Der Beschwerde kommt aber insoweit Berechtigung zu, als sie sich gegen die Dauer des Aufenthaltsverbotes richtet.
Gemäß § 39 Abs. 1 FrG kann das Aufenthaltsverbot in den Fällen des § 36 Abs. 2 Z. 1 und 5 unbefristet, im Fall des § 36 Abs. 2 Z. 9 für die Dauer von höchstens fünf Jahren, sonst nur für die Dauer von höchstens zehn Jahren erlassen werden.
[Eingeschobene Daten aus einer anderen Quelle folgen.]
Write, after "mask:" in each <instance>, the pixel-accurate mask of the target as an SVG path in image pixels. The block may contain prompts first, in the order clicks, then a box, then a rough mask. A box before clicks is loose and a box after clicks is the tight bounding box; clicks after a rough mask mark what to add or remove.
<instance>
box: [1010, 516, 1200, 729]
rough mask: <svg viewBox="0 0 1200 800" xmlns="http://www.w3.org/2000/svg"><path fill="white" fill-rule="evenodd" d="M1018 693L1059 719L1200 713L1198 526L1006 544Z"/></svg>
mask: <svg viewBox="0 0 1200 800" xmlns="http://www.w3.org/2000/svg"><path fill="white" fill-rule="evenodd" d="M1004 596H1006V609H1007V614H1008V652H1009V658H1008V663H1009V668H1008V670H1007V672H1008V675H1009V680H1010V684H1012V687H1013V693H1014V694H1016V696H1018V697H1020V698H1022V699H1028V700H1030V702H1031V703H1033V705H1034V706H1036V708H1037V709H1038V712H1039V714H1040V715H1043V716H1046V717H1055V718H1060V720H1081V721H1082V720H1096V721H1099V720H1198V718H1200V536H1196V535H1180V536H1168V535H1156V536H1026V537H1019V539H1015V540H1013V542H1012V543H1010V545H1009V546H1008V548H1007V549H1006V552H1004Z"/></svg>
Die vorliegend festgesetzte Gültigkeitsdauer von sechs Jahren erscheint unangemessen, zieht man in Betracht, dass in den Fällen des § 36 Abs. 2 Z. 9 FrG ("Scheinehefälle") ein Aufenthaltsverbot nur für die Dauer von höchstens fünf Jahren erlassen werden darf (vgl. auch dazu das hg. Erkenntnis Zl. 98/21/0303). Auf die Z. 2 des § 36 Abs. 2 FrG kann das Aufenthaltsverbot - wie bereits dargelegt - nicht gestützt werden. Die bloß einmal erfolgte Bestrafung nach § 107 Abs. 1 Z. 4 FrG vermag das maßgebliche Gesamtfehlverhalten der Beschwerdeführerin nicht derart zu verstärken, dass eine Dauer des Aufenthaltsverbotes von sechs Jahren gerechtfertigt wäre.
Der angefochtene Bescheid war daher gemäß § 42 Abs. 2 Z. 1 VwGG wegen Rechtswidrigkeit seines Inhaltes aufzuheben.
Die Kostenentscheidung beruht auf den §§ 47 ff VwGG iVm der Verordnung BGBl. Nr. 416/1994.